The SCATE project primarily aims at the improvement of translators' efficiency. Current commercial translation tools do not meet the productivity requirements imposed by the globalisation of business activities and the increasing information flow. They include limited linguistic knowledge, are difficult to adapt to new domains, provide restricted support for speech recognition, and have interfaces which are technology-driven rather than user-driven.
The SCATE project will develop innovative translation technology components and integrate them in a proof-of-concept system, a Smart Computer-Aided Translation Environment (SCATE) that is a genuine support for the professional translator.
SCATE will focus on: - the integration of more linguistic knowledge in the translation modules, - the use of more sophisticated techniques for terminology extraction, - the addition of speech recognition devices, and - the optimisation of human-machine interaction.
As a partner of the SCATE consortium, LT3 is responsible for two work packages:
1. Evaluation of Computer-Aided Translation
Goal: The goal of this WP is is three-fold: (1) develop a taxonomy of typical MT errors and create a data set in which MT and TM errors are manually annotated; (2) study the current post-editing effort by observing and analysing how human translators actually post-edit; and (3) develop confidence metrics that can estimate a-priori the post-editing effort on the basis of the manually created data set.
Motivation: It is still largely unclear how translation technologies can help translators in the best way to produce high quality translations faster. In order to obtain translations of high, publishable quality, humans still intervene in the translation process by post-editing MT output. However, post-editing poor MT can require more effort than translating from scratch. The taxonomy will provide an answer to the question of what needs to be fixed. The process studies of human-machine interaction in post-editing will provide an answer to the question of how MT errors are actually fixed and of how demanding a fix is. The temporal and technical effort of the post-editing process will be linked to develop the classified errors and will be used to develop confidence estimation metrics.
2. Terminology Extraction from Comparable Corpora
Goals: The goal of this WP is to study the process of terminology extraction by humans and to automate the process of terminology extraction from comparable corpora. The WP therefore consists of three tasks: investigating translator's methods in acquiring domain terminology, investigating methods to determine what texts contain comparable information (in different languages), and the actual extraction of terminology from these comparable corpora.

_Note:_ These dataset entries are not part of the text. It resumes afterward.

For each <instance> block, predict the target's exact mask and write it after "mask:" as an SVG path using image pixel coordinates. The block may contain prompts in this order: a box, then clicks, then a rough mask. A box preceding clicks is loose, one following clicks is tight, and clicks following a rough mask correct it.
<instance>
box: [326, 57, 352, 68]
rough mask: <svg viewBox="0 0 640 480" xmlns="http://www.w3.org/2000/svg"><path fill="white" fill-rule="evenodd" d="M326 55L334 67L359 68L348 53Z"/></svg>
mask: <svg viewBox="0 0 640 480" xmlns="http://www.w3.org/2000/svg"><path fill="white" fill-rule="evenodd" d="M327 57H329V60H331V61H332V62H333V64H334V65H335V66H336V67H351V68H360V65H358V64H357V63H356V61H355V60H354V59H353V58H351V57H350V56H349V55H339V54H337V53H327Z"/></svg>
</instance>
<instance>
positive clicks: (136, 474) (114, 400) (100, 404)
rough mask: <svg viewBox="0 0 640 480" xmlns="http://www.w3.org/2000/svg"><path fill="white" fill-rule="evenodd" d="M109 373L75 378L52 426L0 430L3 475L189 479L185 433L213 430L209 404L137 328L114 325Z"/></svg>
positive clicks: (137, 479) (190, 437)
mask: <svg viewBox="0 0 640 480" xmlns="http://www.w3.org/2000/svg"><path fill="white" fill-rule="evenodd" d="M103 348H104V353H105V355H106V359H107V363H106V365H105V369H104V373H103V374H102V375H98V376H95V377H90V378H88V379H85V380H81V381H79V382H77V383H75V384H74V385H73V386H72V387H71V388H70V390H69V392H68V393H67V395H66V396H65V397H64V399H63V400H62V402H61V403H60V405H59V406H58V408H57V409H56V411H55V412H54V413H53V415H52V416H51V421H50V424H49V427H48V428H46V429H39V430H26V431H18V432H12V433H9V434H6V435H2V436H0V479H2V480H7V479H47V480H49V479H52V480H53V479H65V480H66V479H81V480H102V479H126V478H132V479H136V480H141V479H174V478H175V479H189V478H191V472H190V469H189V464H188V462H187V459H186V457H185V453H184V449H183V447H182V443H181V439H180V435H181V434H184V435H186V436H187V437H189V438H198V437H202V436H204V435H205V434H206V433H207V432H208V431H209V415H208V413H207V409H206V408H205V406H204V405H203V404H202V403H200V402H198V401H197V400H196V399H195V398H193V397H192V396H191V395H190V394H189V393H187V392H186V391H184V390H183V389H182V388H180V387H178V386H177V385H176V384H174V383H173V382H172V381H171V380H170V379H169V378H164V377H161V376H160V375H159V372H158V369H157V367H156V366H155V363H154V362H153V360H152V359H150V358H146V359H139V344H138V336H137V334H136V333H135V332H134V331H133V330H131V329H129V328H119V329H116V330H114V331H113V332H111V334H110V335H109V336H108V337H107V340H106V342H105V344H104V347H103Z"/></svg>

Motivation: Many translators comment that industry-specific jargon and terminology is one of the biggest barriers to producing a quality translation. Even experienced translators struggle with terminology, which is often adopted by individual clients for product-specific documentation. In addition, product developers regularly coin new terms to denote new features of their product, forcing the translator to develop neologisms or to resort to loanwords or phono-semantic matching. An additional challenge of terminology as a study lies in the contrast between domains with fast-evolving terminology (e.g. IT), and conservative fields that cling to archaic expressions (e.g. legal). Translator specialisation is key, and the search for trustworthy reference materials on the Internet has grown to an important part in a translator’s work package. Translators draw on many online translation resources, from online glossaries to parallel or comparable corpora. The use of gigantic data vaults at the translator’s disposal have limited value when they are not used correctly, or become simply too large to handle. It is crucial to keep in mind that many of the current resources were not produced for human translation reference purposes, but rather to feed SMT engines with bilingual data.